Where did the serpent come from? How did he find his way into this perfect garden? What role will he play in the garden? First thing this slippery serpent does is to slither his way up to Eve and Adam. The serpent plants a simple thought in Eve's mind: "If you eat from the forbidden tree, you will not die. You will be like God, deciding for yourself what is right and wrong." "Wow", she must of thought. "Now I can be like God and do anything I want." The lure of independence must have been so appealing. As they listened to the serpent, they must have felt that God was holding something wonderful back from them. Unfortunately, they could not see that they already had all of the freedom they needed and could do anything they wanted to do under the care of their loving Father. But let's be honest with ourselves. All it takes is a series of quick rationalization and any of us could head down a path to a place we do not want to be. Lose our focus - get distracted by a thought - give place to the thought - for as a man thinks in his heart, so is he. Prov. 23:7. Eve quickly comes up with a list of convincing reasons why this fruit is exactly what she wants. She "needs it". She decides to ignore the warning from her loving Father about the one forbidden tree.

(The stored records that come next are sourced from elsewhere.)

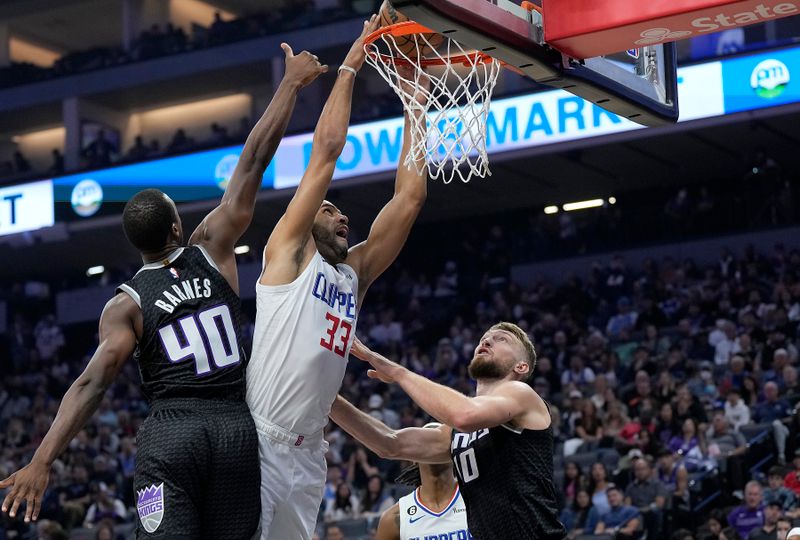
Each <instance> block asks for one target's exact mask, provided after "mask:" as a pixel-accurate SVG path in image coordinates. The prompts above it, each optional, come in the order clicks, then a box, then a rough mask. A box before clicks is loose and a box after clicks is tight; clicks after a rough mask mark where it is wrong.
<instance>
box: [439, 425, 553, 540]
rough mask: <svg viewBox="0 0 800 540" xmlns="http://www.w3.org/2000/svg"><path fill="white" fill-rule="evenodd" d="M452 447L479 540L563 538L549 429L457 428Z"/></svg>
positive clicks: (470, 529)
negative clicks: (461, 430)
mask: <svg viewBox="0 0 800 540" xmlns="http://www.w3.org/2000/svg"><path fill="white" fill-rule="evenodd" d="M450 449H451V450H450V452H451V455H452V457H453V462H454V464H455V468H456V473H457V476H458V484H459V487H460V489H461V494H462V496H463V497H464V502H465V503H466V505H467V522H468V524H469V530H470V532H471V533H472V535H473V537H474V538H475V539H476V540H556V539H561V538H564V536H565V535H566V531H565V529H564V526H563V525H562V524H561V522H560V521H559V520H558V504H557V502H556V501H557V499H556V490H555V487H554V485H553V434H552V431H551V429H550V428H547V429H543V430H529V429H525V430H517V429H513V428H511V427H509V426H506V425H502V426H497V427H494V428H491V429H482V430H479V431H476V432H473V433H460V432H457V431H455V430H453V434H452V439H451V445H450Z"/></svg>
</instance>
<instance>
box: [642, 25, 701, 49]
mask: <svg viewBox="0 0 800 540" xmlns="http://www.w3.org/2000/svg"><path fill="white" fill-rule="evenodd" d="M639 35H640V36H642V39H637V40H636V44H637V45H656V44H657V43H664V42H665V41H675V40H676V39H683V38H685V37H689V36H691V35H692V32H690V31H688V30H680V31H678V32H673V31H672V30H670V29H669V28H651V29H650V30H645V31H644V32H642V33H641V34H639Z"/></svg>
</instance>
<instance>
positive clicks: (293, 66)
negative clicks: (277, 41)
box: [281, 42, 328, 88]
mask: <svg viewBox="0 0 800 540" xmlns="http://www.w3.org/2000/svg"><path fill="white" fill-rule="evenodd" d="M281 49H283V52H284V53H285V54H286V75H285V78H286V79H287V80H289V81H293V82H296V83H297V84H299V85H300V88H302V87H304V86H308V85H309V84H311V83H312V82H314V81H315V80H316V79H317V77H319V76H320V75H322V74H323V73H327V71H328V66H326V65H322V64H320V62H319V58H317V56H316V55H314V54H311V53H310V52H308V51H303V52H301V53H300V54H297V55H296V54H294V51H293V50H292V47H291V46H290V45H289V44H288V43H285V42H284V43H281Z"/></svg>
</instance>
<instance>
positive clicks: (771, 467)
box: [762, 466, 797, 512]
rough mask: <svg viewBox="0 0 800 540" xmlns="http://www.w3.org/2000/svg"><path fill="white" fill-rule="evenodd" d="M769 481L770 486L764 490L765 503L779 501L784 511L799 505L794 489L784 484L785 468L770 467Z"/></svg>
mask: <svg viewBox="0 0 800 540" xmlns="http://www.w3.org/2000/svg"><path fill="white" fill-rule="evenodd" d="M767 482H768V484H767V485H768V487H766V488H764V489H763V491H762V497H763V498H764V502H765V503H767V504H769V503H772V502H777V503H778V504H779V505H780V506H781V509H782V510H783V511H784V512H789V511H792V510H794V509H795V508H796V507H797V496H796V495H795V494H794V491H792V490H791V489H789V488H787V487H786V486H784V485H783V469H782V468H781V467H778V466H774V467H770V469H769V473H768V475H767Z"/></svg>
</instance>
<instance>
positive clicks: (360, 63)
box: [262, 15, 378, 285]
mask: <svg viewBox="0 0 800 540" xmlns="http://www.w3.org/2000/svg"><path fill="white" fill-rule="evenodd" d="M377 26H378V19H377V17H376V16H374V15H373V16H372V18H370V20H369V21H365V22H364V28H363V31H362V33H361V35H360V36H359V37H358V39H357V40H356V41H355V43H353V45H352V47H351V48H350V52H349V53H348V54H347V57H346V58H345V59H344V62H343V63H342V68H341V69H340V70H339V73H338V75H337V78H336V83H335V84H334V85H333V90H331V94H330V96H328V100H327V101H326V102H325V107H324V108H323V110H322V114H321V115H320V117H319V121H318V122H317V127H316V129H315V130H314V140H313V143H312V147H311V156H310V158H309V162H308V167H307V168H306V171H305V173H304V174H303V178H302V179H301V180H300V185H299V186H298V187H297V191H295V194H294V197H292V200H291V201H290V202H289V206H288V207H287V208H286V213H284V215H283V217H281V219H280V220H279V221H278V224H277V225H276V226H275V229H274V230H273V231H272V234H271V235H270V237H269V240H268V241H267V247H266V248H265V251H264V260H265V264H266V267H265V270H264V274H263V275H262V283H267V284H272V285H275V284H279V283H288V282H290V281H291V280H293V279H294V278H295V277H296V275H297V268H298V266H300V265H299V262H298V261H300V260H302V259H303V258H304V257H303V248H306V247H308V248H309V249H310V248H313V242H310V243H309V239H310V238H311V228H312V226H313V224H314V216H315V215H316V213H317V211H318V210H319V207H320V205H321V204H322V201H323V200H324V198H325V194H326V193H327V192H328V186H329V185H330V183H331V179H332V178H333V172H334V169H335V168H336V160H338V159H339V155H340V154H341V153H342V150H343V149H344V145H345V142H346V140H347V128H348V127H349V125H350V109H351V106H352V99H353V84H354V81H355V72H357V71H358V70H360V69H361V67H362V66H363V65H364V61H365V58H366V53H365V52H364V38H365V37H366V36H367V35H369V34H370V33H371V32H373V31H374V30H375V29H376V28H377Z"/></svg>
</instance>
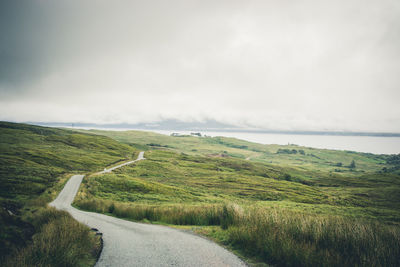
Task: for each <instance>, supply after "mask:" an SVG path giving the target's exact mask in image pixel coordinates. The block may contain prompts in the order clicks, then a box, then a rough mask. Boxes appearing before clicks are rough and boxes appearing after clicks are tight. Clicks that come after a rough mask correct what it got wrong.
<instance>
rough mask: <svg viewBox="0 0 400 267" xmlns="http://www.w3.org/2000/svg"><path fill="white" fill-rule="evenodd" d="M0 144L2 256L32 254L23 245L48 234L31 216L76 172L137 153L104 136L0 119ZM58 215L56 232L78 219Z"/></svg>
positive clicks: (93, 170)
mask: <svg viewBox="0 0 400 267" xmlns="http://www.w3.org/2000/svg"><path fill="white" fill-rule="evenodd" d="M0 150H1V158H0V184H1V187H0V262H2V261H3V260H4V258H5V257H6V256H7V255H10V254H12V253H13V251H14V250H18V251H19V252H21V253H22V254H24V255H28V254H26V253H28V252H26V251H25V250H23V248H24V247H31V246H32V244H34V246H36V245H35V244H39V243H38V242H39V241H37V239H38V238H41V237H43V238H46V235H47V237H48V235H49V233H47V234H44V232H43V231H42V230H41V229H42V228H41V226H39V225H34V224H32V221H35V218H36V216H39V215H38V214H39V212H37V211H38V210H41V209H43V208H44V207H45V206H46V204H47V203H48V202H49V201H51V200H52V199H53V198H54V197H55V196H56V194H57V193H58V192H59V190H61V188H62V187H63V185H64V183H65V182H66V180H67V179H68V178H69V176H70V174H71V173H76V172H79V173H82V172H92V171H97V170H102V169H103V168H104V167H105V166H107V165H111V164H114V163H116V162H119V161H121V160H126V159H131V158H133V157H136V154H137V153H136V150H135V149H134V148H132V147H131V146H129V145H126V144H121V143H119V142H117V141H115V140H113V139H111V138H108V137H104V136H98V135H88V134H83V133H77V132H73V131H69V130H60V129H53V128H46V127H39V126H32V125H26V124H16V123H8V122H0ZM47 214H48V213H47ZM56 214H58V213H56ZM55 217H57V218H60V219H55V220H54V221H53V222H52V223H51V226H49V227H52V229H53V230H54V231H53V232H52V233H53V234H54V235H55V236H57V234H61V233H62V227H61V226H62V225H60V224H62V223H63V222H68V223H71V224H73V223H72V222H71V221H73V220H72V218H69V219H66V215H62V214H61V215H60V214H58V215H57V216H55ZM58 226H60V227H61V228H60V227H58ZM77 227H78V228H79V227H81V226H77ZM82 227H83V226H82ZM79 229H80V228H79ZM32 238H33V239H32ZM35 240H36V241H35ZM77 242H78V241H77ZM89 245H90V244H89ZM28 250H29V249H28ZM23 251H25V252H23ZM29 253H30V252H29ZM64 253H69V252H68V250H64ZM71 253H72V252H71ZM22 254H21V255H22ZM72 255H74V254H73V253H72ZM21 257H22V256H21ZM77 259H80V258H79V257H77ZM83 262H86V260H83ZM42 264H44V265H46V262H43V263H42ZM89 265H90V264H89ZM14 266H15V265H14ZM21 266H23V265H21ZM28 266H29V264H28ZM30 266H40V264H39V265H38V264H32V265H30ZM66 266H67V265H66Z"/></svg>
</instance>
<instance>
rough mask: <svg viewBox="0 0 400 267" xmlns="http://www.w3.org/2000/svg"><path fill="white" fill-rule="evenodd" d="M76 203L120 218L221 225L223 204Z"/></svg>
mask: <svg viewBox="0 0 400 267" xmlns="http://www.w3.org/2000/svg"><path fill="white" fill-rule="evenodd" d="M76 204H77V205H78V206H79V207H80V208H82V209H85V210H90V211H95V212H101V213H111V214H113V215H115V216H117V217H120V218H127V219H132V220H136V221H141V220H149V221H158V222H164V223H169V224H176V225H220V224H221V219H222V217H221V214H222V206H221V205H207V206H188V205H182V204H181V205H172V206H155V205H134V206H133V205H129V204H125V203H117V202H112V201H107V200H96V199H92V200H80V201H78V202H76Z"/></svg>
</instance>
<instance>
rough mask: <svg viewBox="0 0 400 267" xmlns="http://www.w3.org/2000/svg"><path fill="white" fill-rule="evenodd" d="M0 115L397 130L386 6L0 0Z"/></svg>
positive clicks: (384, 4) (301, 1) (389, 9)
mask: <svg viewBox="0 0 400 267" xmlns="http://www.w3.org/2000/svg"><path fill="white" fill-rule="evenodd" d="M0 12H1V16H0V30H1V32H2V41H1V42H0V119H1V120H13V121H43V122H46V121H47V122H54V121H58V122H91V123H140V122H155V121H159V120H168V119H176V120H182V121H207V120H216V121H218V122H221V123H227V124H234V125H238V126H246V127H249V126H252V127H261V128H266V129H280V130H353V131H379V132H383V131H387V132H400V108H399V105H398V99H400V90H399V89H400V88H399V87H400V76H399V70H400V50H399V49H398V47H400V34H399V32H400V3H399V1H392V0H383V1H372V0H367V1H361V0H350V1H344V0H339V1H317V0H308V1H306V0H301V1H289V0H285V1H122V0H117V1H105V0H101V1H92V0H90V1H77V0H72V1H50V0H41V1H39V0H36V1H9V0H5V1H1V3H0Z"/></svg>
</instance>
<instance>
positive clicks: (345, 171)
mask: <svg viewBox="0 0 400 267" xmlns="http://www.w3.org/2000/svg"><path fill="white" fill-rule="evenodd" d="M85 132H87V131H85ZM89 132H91V133H96V134H104V135H107V136H109V137H112V138H114V139H116V140H119V141H121V142H123V143H126V144H130V145H132V146H135V147H137V148H141V149H146V148H147V149H148V151H147V152H146V153H145V157H146V158H147V160H145V161H140V162H138V163H136V164H135V165H131V166H126V167H123V168H121V169H118V170H116V171H114V172H113V173H111V174H105V175H92V176H89V177H87V179H85V180H84V183H83V185H82V186H81V189H80V192H79V193H78V197H77V198H76V199H75V205H77V206H78V207H80V208H82V209H86V210H92V211H97V212H102V213H108V214H111V215H114V216H118V217H123V218H127V219H131V220H138V221H144V222H149V221H151V222H157V223H167V224H171V225H192V226H189V229H192V230H193V231H196V232H198V233H201V234H203V235H207V236H209V237H211V238H213V239H214V240H216V241H217V242H220V243H222V244H224V245H226V246H228V247H230V248H231V249H233V250H235V251H236V252H237V253H239V254H240V255H242V256H245V257H246V258H251V259H253V260H254V261H255V262H264V263H267V264H273V265H277V266H398V265H399V264H400V262H399V259H398V255H399V254H400V238H399V236H400V228H399V224H400V176H399V174H398V167H399V164H398V158H399V155H391V156H387V155H373V154H366V153H356V152H349V151H335V150H324V149H313V148H307V147H299V146H294V145H292V146H278V145H261V144H256V143H251V142H246V141H242V140H238V139H234V138H224V137H215V138H211V137H201V138H200V137H193V136H185V137H172V136H165V135H159V134H155V133H148V132H138V131H126V132H111V131H109V132H108V131H89ZM352 162H353V163H352ZM339 163H340V164H339ZM193 225H195V226H193ZM181 227H183V226H181ZM186 228H187V227H186Z"/></svg>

The two same choices remain for humanity today.

  • First, there is the self determined way: the "I'll decide for myself" way. This way may look good at the beginning, but has huge consequences later on.

  • Second, there is God's way, which may look ridiculous from a human point of view, but ultimately ends up being the very best way.

True relationship requires freedom of choice, yet if I use that freedom for blind self-centeredness, there are real consequences. God's love demanded that He offer the first man and woman freedom and at the same time warn them of the consequences of abusing that freedom. As a parent, I get this. When I look to God from the perspective of a parent, things start to become much clearer.